To further reduce the image, we applied thresholding on the image to reduce the 1-channel image with 28 possible values to a 1-channel image with 21 values: black or white. Thresholding is simply converting all pixel values above some threshold to one value, and all values below to the other. The importance of this operation is that we can completely distinguish our region of interest from our background, allowing our bot to more easily identify patterns when filters are applied and the image size is reduced. A problem arises, however, when strong light is visible in an image. Certain parts of an image that are supposed to be dark may appear bright due to the reflection of light. A perfect example of this is shown below:
Image from OpenCV Documentation
To solve this we can use a method called adaptive thresholding. Instead of comparing pixel values to the image as a whole, pixels are compared to their neighboring pixels. We can also apply a Gaussian threshold to further improve our modified image, where pixels are weighted based on how close they are to the compared pixel, with the weights determined by a Gaussian/normal distribution. Below is the same image, but with adaptive thresholding.

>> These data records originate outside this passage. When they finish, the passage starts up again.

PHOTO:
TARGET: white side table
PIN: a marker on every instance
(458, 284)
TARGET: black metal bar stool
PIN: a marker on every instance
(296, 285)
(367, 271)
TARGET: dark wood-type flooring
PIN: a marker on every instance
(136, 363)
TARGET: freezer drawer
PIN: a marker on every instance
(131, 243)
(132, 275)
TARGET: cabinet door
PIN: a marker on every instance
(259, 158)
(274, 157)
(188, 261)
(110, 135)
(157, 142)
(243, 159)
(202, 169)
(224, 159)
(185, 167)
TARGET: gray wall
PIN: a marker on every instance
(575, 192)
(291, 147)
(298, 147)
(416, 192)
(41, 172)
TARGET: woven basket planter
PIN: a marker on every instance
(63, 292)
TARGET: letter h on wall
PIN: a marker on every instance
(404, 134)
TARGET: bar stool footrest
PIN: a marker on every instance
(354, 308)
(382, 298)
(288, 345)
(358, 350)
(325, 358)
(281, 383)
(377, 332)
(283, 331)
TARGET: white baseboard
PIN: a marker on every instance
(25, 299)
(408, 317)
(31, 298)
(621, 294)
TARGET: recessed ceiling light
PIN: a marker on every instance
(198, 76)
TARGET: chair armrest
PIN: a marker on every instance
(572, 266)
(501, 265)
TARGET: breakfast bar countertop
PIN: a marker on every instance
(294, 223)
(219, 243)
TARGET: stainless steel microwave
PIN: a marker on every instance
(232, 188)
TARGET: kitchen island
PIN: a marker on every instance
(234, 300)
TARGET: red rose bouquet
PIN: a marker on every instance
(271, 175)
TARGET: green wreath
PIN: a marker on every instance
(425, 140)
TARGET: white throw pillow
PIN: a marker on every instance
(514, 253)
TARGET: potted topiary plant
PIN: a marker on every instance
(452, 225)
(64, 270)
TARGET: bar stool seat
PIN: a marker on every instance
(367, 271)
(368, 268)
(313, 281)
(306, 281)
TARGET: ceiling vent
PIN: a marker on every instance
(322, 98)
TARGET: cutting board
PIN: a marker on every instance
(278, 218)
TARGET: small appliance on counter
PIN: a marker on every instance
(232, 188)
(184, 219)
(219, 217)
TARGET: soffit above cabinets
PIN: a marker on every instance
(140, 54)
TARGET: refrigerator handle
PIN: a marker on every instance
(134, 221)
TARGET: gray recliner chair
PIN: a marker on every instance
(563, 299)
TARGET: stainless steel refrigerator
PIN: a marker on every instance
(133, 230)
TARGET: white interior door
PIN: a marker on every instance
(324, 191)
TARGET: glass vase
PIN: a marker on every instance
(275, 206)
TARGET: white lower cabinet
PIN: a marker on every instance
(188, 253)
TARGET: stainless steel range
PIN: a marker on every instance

Image from OpenCV Documentation
You’ll notice in the image that despite filtering out a majority of the background, small pixels of “noise” are still visible on the image. Unfortunately, removing this noise may be difficult because based on the previous techniques used, the remaining pixels must have had similar values to our target letter in addition to having a similar structure. To solve this issue, we took the contours of each blob in the image and chose the largest blob as our “letter”. In most cases, this technique is extremely dangerous, however, given the simplicity of our task, it was the best and easiest option. Below is the result of thresholding our grayscaled example image:
Once the selection is complete, we will resize the image to a set size. This ensures that whether the letter is far away or very close that a similar image appears to the computer. In addition, it reduces the number of pixels that the computer has to process in the later identification steps. Once all this is done, it is finally time for pattern recognition. As we only have to identify three letters, H, S, and U, we can carefully look at the letters and identify similarities and differences. A careful examination of the letters shows that by slicing each image into 9 equal squares like a tic tac toe boards, each image has a different combination of colors in the top middle and bottom middleboxes. Therefore, we can analyze the pixel color in these two spots to identify the letter we are looking at.
Overall, developing a SLAM algorithm for our bot was a fun project to explore two growing topics in modern technology. While we were unfortunately unable to complete the project in time for the RCJ competition, continuing and creating a workable version of this algorithm helped us learn a lot, and we hope to continue playing around with the algorithm to see if we can apply it in the future.